Using Slot Classes in DocTable Schemas

Allowing for defaulted parameters in slot classes using decorators so they can be used as doctable schemas.

Posted by Devin J. Cornell on Jun 15, 2021

Motivation: I thought it would be convenient to use slot-based classes to represent database rows because of their lower memory usage and faster variable access compared to dictionaries. Typically results from sqlalchemy select queries are provided as named tuples, but my work in allowing DocTable schemas to be defined in terms of dataclasses also allows users to use these classes to represent queried rows as objects (without ORM). There is overhead in the construction of these classes (more for time than memory usage), but it can be valuable because we can add additional methods to interact with the queried row objects (of course, this behavior can be disabled). Ideally I could use slots to further reduce memory overhead while maintaining the ability to write custom methods, but the problem is that creating slot-based classes with defaulted parameters like those needed to construct database schemas is not allowed.
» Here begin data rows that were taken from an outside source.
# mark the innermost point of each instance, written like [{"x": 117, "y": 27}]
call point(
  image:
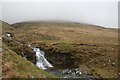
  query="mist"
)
[{"x": 97, "y": 13}]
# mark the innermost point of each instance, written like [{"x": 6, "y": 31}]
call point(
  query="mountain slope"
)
[
  {"x": 14, "y": 65},
  {"x": 91, "y": 48}
]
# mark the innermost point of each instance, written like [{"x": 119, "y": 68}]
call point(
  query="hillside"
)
[
  {"x": 14, "y": 65},
  {"x": 92, "y": 49}
]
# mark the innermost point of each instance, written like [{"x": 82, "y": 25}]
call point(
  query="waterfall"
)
[{"x": 41, "y": 60}]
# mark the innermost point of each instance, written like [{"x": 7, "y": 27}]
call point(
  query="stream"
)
[{"x": 44, "y": 64}]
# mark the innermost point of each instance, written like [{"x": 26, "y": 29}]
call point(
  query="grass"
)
[
  {"x": 16, "y": 66},
  {"x": 84, "y": 42}
]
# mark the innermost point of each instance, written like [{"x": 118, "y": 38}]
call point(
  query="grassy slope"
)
[
  {"x": 14, "y": 66},
  {"x": 95, "y": 46}
]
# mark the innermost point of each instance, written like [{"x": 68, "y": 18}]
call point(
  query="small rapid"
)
[{"x": 42, "y": 62}]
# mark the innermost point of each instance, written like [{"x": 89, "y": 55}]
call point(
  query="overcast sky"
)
[{"x": 99, "y": 13}]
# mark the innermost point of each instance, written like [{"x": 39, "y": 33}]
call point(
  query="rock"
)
[{"x": 113, "y": 64}]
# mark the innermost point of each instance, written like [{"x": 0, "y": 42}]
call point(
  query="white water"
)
[{"x": 41, "y": 60}]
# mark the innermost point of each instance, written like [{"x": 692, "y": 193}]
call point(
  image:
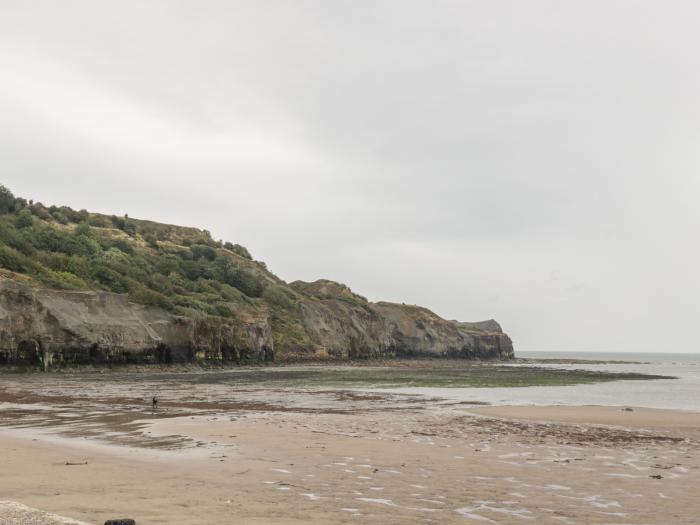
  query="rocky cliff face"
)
[{"x": 52, "y": 328}]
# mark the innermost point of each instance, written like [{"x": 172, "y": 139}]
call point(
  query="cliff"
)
[{"x": 80, "y": 288}]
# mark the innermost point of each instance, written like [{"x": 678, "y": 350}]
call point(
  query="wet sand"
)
[{"x": 270, "y": 455}]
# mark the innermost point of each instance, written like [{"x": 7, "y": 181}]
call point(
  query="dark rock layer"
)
[{"x": 53, "y": 328}]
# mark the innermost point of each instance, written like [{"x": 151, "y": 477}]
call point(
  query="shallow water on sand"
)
[{"x": 679, "y": 394}]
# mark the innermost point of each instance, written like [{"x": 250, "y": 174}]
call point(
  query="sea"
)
[{"x": 682, "y": 393}]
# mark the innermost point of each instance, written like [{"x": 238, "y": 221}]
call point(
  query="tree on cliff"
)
[{"x": 7, "y": 200}]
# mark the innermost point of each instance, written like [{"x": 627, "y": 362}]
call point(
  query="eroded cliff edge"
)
[
  {"x": 80, "y": 288},
  {"x": 47, "y": 328}
]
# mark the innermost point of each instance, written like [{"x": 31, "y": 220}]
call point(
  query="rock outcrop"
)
[{"x": 54, "y": 328}]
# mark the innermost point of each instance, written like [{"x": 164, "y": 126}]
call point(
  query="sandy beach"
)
[{"x": 270, "y": 455}]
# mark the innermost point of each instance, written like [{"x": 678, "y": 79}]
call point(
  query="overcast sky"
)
[{"x": 536, "y": 162}]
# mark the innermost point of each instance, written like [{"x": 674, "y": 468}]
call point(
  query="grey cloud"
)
[{"x": 448, "y": 153}]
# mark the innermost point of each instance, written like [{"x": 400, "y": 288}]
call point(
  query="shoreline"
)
[{"x": 238, "y": 447}]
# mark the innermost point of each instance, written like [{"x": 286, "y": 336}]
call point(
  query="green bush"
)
[
  {"x": 7, "y": 200},
  {"x": 24, "y": 219}
]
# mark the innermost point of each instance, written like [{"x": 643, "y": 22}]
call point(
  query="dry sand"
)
[{"x": 381, "y": 459}]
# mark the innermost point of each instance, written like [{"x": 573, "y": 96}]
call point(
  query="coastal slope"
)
[{"x": 84, "y": 288}]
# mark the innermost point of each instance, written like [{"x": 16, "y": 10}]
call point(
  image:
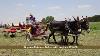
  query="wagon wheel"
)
[{"x": 28, "y": 37}]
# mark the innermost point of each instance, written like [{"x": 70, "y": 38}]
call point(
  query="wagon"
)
[{"x": 9, "y": 32}]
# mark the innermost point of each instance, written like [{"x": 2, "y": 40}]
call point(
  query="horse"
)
[
  {"x": 64, "y": 27},
  {"x": 58, "y": 27},
  {"x": 84, "y": 24}
]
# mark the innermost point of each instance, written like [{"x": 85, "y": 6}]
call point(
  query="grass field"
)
[{"x": 90, "y": 39}]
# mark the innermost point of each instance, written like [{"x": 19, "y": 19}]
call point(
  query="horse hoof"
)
[{"x": 55, "y": 42}]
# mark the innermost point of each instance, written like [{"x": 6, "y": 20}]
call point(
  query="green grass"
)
[
  {"x": 95, "y": 25},
  {"x": 90, "y": 39}
]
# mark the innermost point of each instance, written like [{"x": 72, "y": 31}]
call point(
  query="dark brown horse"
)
[{"x": 64, "y": 27}]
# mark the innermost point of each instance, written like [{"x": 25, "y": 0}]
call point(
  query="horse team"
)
[{"x": 68, "y": 27}]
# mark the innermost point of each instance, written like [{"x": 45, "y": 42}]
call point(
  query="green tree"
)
[
  {"x": 49, "y": 19},
  {"x": 95, "y": 18},
  {"x": 43, "y": 21}
]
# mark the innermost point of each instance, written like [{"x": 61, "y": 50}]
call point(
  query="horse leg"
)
[
  {"x": 54, "y": 38},
  {"x": 73, "y": 40}
]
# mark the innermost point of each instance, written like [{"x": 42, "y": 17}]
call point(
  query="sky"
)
[{"x": 17, "y": 10}]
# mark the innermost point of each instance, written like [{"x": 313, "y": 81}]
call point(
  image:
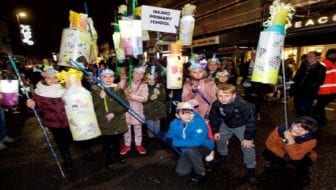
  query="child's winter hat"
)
[
  {"x": 141, "y": 68},
  {"x": 222, "y": 73},
  {"x": 107, "y": 71},
  {"x": 184, "y": 106},
  {"x": 214, "y": 59},
  {"x": 195, "y": 65},
  {"x": 308, "y": 123},
  {"x": 48, "y": 71}
]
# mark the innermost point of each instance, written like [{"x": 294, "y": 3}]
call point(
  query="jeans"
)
[
  {"x": 156, "y": 124},
  {"x": 192, "y": 160},
  {"x": 222, "y": 144},
  {"x": 3, "y": 128}
]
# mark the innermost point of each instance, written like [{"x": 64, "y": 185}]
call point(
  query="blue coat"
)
[{"x": 196, "y": 133}]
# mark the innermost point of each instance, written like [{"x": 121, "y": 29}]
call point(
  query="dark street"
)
[{"x": 27, "y": 164}]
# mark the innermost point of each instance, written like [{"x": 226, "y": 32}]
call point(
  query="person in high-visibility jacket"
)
[{"x": 327, "y": 91}]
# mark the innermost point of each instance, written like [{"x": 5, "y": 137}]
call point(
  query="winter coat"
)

For example, the definition of the following class will result in the exception "ValueError: 'a' in slots conflicts with class variable."

class Test1:
    __slots__ = ['a']
    a: int = 5

Typically the dataclasses I use to define doctable schemas look like the code block below. Note that the id column (typical of database schemas) is listed first and given a default parameter to indicate that it is the primary key and automatically incremented. Thus, all member variables after this are required to have defaulted parameters (which are usually doctable.Col() objects) and normally adding __slots__ to this class would then not be allowed.

@dataclasses.dataclass
class MyRow(doctable.DocTableRow):
    id: int = doctable.IDCol()
    payload: int = doctable.Col()

My solution was to create a decorator that would convert the provided class to a dataclass so that it would add __init__ (among other dunder methods) with defaulted parameter values. Next, I remove defaulted values from the class definition, and add them as __slots__. Finally, I create a new class which inherits from this modified class as well as DocTableRow to create a slot class with defaulted parameters (in the constructor) and include methods that doctable schemas require.

This is an example of how the decorator (which I called doctable.row) can be used to generate a doctable schema:

@doctable.row
class MyRow:
    __slots__ = []
    id: int = doctable.IDCol()
    payload: int = doctable.Col()

Note that we must include __slots__ = [] so that the end class (which inherits from the original MyRow) will be a slot-based class (all inheriting classes must include this in the original definition). The decorator will issue an error if this is not included, but it can be disabled (along with all the advantages of slot classes) using the syntax @doctable.row(require_slots=False). We can also pass typical @dataclasses.dataclass parameters such as init=False or repr=False through the row decorator parameters. Now we can just include the @doctable.row as a decorator instead of using @dataclasses.dataclass and inheriting from DocTableRow.

Benchmarks

I ran some benchmarks to test memory usage between my solution with slots. The x-axis shows the number of objects I created. Each object has 10 integer member variabilles (arbitrarily). The y-axis shows memory usage in GB.

benchmark results

On average, with objects of this size, slot classes use about 1/2 the memory of a regular dict-based class.